Selama 32 tahun pemerintahan Presiden Soeharto, Tahun Baru Imlek di Indonesia hampir 'mati' dan hanya dipertahankan secara rahasia.
Pemerintah juga memaksa orang-orang keturunan Tionghoa di Indonesia untuk mengubah nama mereka menjadi nama Jawa.
Upaya ini merupakan bagian dari rencana Presiden Soeharto untuk mengasimilasi orang Indonesia Tionghoa ke dalam budaya asli.
Presiden Habibie dalam masa jabatannya yang singkat menerbitkan Inpres Nomor 26 Tahun 1998 yang membatalkan aturan-aturan diskriminatif terhadap komunitas Tionghoa.
Inpres tersebut salah satunya berisi tentang penghentian penggunaan istilah pribumi dan nonpribumi dalam penyelenggaraan pemerintahan.
Pada tahun 2000, Presiden Indonesia keempat Abdurrahman Wahid mengeluarkan peraturan yang menetapkan bahwa Tionghoa, Tionghoa Indonesia, dan Indonesia bebas merayakan Tahun Baru Imlek sesuai dengan adat istiadat.

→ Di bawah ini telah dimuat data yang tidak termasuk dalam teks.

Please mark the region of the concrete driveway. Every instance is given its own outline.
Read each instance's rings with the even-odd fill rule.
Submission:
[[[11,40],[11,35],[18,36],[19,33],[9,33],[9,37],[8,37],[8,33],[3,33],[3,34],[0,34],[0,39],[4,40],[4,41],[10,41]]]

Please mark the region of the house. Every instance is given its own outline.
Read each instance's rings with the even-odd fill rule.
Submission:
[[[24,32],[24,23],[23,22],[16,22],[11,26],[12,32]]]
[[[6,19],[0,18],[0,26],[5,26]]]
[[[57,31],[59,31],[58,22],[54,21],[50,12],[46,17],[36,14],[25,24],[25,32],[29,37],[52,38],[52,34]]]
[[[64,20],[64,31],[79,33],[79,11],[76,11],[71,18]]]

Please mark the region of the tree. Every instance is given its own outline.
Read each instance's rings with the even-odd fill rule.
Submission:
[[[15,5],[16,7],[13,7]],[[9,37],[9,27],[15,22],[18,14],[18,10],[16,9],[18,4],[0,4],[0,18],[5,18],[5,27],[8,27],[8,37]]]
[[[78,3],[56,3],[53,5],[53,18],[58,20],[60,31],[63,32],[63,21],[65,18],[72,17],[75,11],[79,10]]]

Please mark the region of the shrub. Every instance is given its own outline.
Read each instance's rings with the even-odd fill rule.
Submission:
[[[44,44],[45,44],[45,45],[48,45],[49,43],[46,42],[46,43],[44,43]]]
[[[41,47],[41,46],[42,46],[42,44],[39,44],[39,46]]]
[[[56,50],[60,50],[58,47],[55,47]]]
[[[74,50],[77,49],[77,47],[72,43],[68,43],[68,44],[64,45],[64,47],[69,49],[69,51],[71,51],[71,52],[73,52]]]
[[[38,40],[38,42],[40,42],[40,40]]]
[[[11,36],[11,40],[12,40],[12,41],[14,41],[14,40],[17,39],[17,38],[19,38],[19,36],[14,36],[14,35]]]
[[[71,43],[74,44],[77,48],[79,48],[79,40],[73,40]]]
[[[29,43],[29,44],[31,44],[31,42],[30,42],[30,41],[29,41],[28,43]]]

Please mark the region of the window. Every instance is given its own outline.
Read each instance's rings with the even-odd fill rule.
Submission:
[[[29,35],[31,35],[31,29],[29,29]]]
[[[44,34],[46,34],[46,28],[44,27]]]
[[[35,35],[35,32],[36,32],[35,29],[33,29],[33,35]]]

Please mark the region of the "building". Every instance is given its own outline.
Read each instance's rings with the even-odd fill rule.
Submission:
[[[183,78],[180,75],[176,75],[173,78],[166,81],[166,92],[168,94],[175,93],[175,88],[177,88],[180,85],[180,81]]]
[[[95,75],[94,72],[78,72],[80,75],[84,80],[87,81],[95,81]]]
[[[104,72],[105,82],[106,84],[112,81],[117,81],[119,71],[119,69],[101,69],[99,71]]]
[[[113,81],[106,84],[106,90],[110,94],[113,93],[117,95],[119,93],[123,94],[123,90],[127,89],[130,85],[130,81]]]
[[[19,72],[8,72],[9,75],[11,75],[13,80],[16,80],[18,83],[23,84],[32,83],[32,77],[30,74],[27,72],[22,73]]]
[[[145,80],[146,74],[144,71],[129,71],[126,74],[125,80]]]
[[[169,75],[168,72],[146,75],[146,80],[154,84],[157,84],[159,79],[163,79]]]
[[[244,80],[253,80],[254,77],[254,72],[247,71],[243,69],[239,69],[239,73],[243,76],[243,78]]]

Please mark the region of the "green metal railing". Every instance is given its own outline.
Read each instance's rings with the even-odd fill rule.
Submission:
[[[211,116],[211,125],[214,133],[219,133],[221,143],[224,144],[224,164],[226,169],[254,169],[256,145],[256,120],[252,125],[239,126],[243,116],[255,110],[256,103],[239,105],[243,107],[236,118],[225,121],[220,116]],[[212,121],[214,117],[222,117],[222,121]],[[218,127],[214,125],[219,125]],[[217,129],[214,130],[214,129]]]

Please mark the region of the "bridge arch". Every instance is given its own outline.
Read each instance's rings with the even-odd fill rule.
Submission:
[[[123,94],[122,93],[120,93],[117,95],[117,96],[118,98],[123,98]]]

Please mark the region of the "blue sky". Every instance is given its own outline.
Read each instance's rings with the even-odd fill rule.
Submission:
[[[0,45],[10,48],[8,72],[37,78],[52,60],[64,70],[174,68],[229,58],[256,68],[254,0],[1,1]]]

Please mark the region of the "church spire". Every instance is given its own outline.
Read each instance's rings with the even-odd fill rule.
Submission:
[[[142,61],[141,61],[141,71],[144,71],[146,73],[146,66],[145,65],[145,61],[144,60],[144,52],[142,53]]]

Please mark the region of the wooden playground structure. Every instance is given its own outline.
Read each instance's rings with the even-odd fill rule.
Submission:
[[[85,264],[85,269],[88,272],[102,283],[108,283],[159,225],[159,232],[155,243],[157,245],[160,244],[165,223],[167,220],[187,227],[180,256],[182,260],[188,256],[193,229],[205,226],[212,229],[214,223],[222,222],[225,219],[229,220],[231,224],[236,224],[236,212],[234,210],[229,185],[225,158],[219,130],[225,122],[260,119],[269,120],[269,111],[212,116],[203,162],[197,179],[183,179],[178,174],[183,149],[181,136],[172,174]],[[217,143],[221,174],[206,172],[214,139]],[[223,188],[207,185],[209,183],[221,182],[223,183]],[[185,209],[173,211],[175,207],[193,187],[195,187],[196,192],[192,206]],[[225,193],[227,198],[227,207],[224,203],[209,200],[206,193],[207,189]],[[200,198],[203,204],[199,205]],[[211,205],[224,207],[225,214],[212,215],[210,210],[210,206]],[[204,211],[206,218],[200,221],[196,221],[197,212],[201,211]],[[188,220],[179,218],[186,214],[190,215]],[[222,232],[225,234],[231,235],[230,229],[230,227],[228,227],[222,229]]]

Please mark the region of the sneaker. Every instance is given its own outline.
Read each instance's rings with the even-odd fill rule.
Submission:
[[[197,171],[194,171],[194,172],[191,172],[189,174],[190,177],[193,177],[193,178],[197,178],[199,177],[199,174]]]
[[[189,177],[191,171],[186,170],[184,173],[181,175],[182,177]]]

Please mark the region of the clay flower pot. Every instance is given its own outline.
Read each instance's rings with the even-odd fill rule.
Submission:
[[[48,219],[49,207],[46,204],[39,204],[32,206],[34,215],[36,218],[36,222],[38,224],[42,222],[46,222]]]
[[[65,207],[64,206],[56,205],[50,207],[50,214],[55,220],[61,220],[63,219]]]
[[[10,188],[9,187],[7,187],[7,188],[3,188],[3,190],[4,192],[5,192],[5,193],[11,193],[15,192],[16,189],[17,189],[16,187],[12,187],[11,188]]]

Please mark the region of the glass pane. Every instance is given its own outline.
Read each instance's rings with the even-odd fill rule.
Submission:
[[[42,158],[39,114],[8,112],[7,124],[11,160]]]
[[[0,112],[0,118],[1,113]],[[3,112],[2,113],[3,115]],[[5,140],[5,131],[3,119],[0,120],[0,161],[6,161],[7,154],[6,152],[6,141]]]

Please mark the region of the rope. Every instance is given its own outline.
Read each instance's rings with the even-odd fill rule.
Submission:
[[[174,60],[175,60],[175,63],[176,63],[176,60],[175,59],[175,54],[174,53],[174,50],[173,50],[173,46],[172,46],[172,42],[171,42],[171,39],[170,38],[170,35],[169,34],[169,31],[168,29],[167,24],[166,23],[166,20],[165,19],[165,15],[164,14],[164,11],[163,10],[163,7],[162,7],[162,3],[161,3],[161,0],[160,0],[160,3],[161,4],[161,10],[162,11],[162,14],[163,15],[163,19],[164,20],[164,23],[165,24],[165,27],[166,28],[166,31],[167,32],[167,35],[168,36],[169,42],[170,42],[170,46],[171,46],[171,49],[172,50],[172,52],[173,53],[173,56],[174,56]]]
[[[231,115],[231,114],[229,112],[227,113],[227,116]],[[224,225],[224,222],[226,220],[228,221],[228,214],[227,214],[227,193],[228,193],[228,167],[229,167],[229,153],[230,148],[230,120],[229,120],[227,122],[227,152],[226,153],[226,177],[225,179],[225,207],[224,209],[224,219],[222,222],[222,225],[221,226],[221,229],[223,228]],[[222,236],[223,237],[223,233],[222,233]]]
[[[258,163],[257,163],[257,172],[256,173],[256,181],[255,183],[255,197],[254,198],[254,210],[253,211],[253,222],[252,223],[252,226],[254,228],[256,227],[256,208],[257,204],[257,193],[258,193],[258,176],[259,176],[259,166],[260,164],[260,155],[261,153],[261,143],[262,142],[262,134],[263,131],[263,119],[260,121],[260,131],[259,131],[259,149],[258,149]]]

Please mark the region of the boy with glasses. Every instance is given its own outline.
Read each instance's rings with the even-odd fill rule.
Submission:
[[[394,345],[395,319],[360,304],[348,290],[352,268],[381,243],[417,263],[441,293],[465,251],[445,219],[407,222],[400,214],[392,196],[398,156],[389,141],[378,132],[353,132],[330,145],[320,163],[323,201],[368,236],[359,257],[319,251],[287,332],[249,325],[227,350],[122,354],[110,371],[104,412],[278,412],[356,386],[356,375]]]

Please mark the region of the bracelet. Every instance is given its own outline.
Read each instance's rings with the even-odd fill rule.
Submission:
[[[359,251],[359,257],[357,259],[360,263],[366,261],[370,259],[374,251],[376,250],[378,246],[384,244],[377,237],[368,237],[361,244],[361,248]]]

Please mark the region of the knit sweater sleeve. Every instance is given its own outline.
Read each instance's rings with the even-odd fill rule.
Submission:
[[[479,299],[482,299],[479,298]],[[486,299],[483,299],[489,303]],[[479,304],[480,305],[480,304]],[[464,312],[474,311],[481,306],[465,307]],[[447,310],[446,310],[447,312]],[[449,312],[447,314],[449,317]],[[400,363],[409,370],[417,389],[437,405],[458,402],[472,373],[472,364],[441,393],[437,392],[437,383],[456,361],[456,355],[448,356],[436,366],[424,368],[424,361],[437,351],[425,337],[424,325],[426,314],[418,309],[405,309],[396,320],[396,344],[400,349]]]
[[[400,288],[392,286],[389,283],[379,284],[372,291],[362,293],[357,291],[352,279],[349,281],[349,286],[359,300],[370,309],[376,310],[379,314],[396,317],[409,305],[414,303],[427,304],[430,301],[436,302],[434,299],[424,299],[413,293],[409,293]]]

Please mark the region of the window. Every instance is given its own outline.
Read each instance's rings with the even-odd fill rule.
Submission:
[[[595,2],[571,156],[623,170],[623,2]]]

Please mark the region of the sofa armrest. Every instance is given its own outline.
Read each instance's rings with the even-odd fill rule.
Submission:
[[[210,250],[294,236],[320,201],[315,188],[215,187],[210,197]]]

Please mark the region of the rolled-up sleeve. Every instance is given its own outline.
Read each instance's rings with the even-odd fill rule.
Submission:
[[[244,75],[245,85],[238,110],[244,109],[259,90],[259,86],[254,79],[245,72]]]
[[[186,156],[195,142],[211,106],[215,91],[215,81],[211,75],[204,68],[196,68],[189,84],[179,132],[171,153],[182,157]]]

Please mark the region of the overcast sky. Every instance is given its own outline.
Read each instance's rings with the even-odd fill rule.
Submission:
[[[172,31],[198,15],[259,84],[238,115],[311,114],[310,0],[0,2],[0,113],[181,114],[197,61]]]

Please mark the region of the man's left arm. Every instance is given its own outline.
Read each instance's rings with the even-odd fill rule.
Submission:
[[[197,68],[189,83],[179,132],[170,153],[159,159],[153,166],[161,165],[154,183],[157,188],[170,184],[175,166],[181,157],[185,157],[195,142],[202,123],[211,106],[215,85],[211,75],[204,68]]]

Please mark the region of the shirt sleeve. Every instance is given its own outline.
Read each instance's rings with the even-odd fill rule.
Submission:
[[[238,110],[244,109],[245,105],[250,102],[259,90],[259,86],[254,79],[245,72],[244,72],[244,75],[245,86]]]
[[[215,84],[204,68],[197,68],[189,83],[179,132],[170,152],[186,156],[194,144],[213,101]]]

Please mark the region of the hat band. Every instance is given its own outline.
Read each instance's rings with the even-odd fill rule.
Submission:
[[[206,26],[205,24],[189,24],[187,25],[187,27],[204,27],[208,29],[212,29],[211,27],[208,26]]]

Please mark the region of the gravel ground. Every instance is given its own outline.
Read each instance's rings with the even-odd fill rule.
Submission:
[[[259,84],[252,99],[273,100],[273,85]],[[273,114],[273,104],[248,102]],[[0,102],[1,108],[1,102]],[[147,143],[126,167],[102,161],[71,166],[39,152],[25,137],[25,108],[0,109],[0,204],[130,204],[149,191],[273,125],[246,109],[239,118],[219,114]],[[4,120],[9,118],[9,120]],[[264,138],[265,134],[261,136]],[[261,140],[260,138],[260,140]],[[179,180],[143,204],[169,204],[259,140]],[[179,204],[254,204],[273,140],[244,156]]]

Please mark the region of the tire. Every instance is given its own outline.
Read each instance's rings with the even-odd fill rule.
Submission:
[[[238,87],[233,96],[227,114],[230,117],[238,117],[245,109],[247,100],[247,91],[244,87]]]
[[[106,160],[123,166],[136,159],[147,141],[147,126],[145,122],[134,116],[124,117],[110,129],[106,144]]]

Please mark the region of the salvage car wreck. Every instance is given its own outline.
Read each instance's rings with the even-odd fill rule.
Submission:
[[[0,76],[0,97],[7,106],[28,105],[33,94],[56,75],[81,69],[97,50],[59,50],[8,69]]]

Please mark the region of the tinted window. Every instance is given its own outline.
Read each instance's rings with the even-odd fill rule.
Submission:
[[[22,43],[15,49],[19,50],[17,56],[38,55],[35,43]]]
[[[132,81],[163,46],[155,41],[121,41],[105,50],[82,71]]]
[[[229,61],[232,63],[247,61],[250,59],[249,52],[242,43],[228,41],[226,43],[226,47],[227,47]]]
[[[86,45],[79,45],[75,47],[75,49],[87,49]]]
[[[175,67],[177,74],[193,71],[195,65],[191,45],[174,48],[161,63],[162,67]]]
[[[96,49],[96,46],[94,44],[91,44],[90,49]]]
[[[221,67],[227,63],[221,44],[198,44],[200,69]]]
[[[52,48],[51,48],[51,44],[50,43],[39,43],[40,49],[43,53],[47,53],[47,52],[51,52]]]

Pada tahun 2002, Presiden Megawati memutuskan untuk mengakui Tahun Baru Imlek sebagai salah satu hari libur nasional terpenting di Indonesia.
Menurut Megawati, perayaan Imlek menunjukkan bahwa bangsa sepuluh ribu pulau adalah negara yang menjunjung tinggi kebebasan beragama dan berkeyakinan.
Saat ini, di awal Tahun Baru Imlek, masyarakat Indonesia, Tionghoa, dan Indonesia keturunan Tionghoa bergembira merayakan festival Tahun Baru Imlek, terutama di kota Solo.